第14章 明くる日の戦士たち
「もー! どこ、行ってたの…?」
桜を眺めながらゆったりとした足取りで福沢邸に戻ってくれば
乱歩が不満そうに、否、拗ねて待っていた。
「ふふ。 面白い乙女に会ってしまってな。それの様子が可愛らしくて、愛でていたのさね。
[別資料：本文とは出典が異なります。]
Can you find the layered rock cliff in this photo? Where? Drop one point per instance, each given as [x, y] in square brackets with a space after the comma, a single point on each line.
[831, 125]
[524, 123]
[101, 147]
」
華奢な肩を揺らして微笑む真綿の元へと、乱歩が歩いて来る。
「あるじ殿と独歩は?」
「んー、まだ飲んでるんじゃない?」
乱歩の明け透けな物言いに、真綿が息を吐く。
どうでもいいものにはとことん淡白、これが稀代の名探偵だ。
「もう寝る?寝るよね?寝よう?」
早急な様子で乱歩が真綿の手を引っ張る。
細められた彼の翡翠の瞳は、自分の酔いが覚めた途端に
いなくなっていた真綿への恐怖を映し出す。
まるで全てがうたかたの夢だったのではないか、だなんて荒唐無稽。
「もう、吃驚したんだから。
真綿がいなくなってて、久しぶりにあんなに慌てちゃったよ。
ま、僕の【超推理】の前にして、解けない謎はないのだけれど」
【超推理】____江戸川乱歩の保持する異能力。
福沢にもらった眼鏡をかけた時だけ、この世の謎や摂理が解るという滅多なもの。
「その様子だと、随分と妾を探したとみた」
「当たり前でしょ」
乱歩がぐいぐいと真綿の手を引く、そのまま客間へと引っ張り込んだ。
「何も言わないでどっか行かないでよ____ねえ、真綿……」
「乱歩とあるじ殿を裏切る訳がないだろうよ……」
自然と引き合うように二人の唇の合わさる。
三回ほど短くしてから、乱歩が真綿の腰へと腕を回した。
翡翠と黒曜が合わさりあい、ゆっくりと両者の瞳が閉じられる。
互いを味わうように続行した口付けの合間に乱歩が真綿の袴の紐を解き始めた。
「……好きって言ったら、真綿は困るよね…」
「……嗚呼…ま…それは、の」
暗殺者でないのなら、誰か一個人に恋をしてもいいのではないか。
そう思った時は勿論あったとも。
でも、矢ッ張り…… 誰かに固執は、なぜか出来なかった。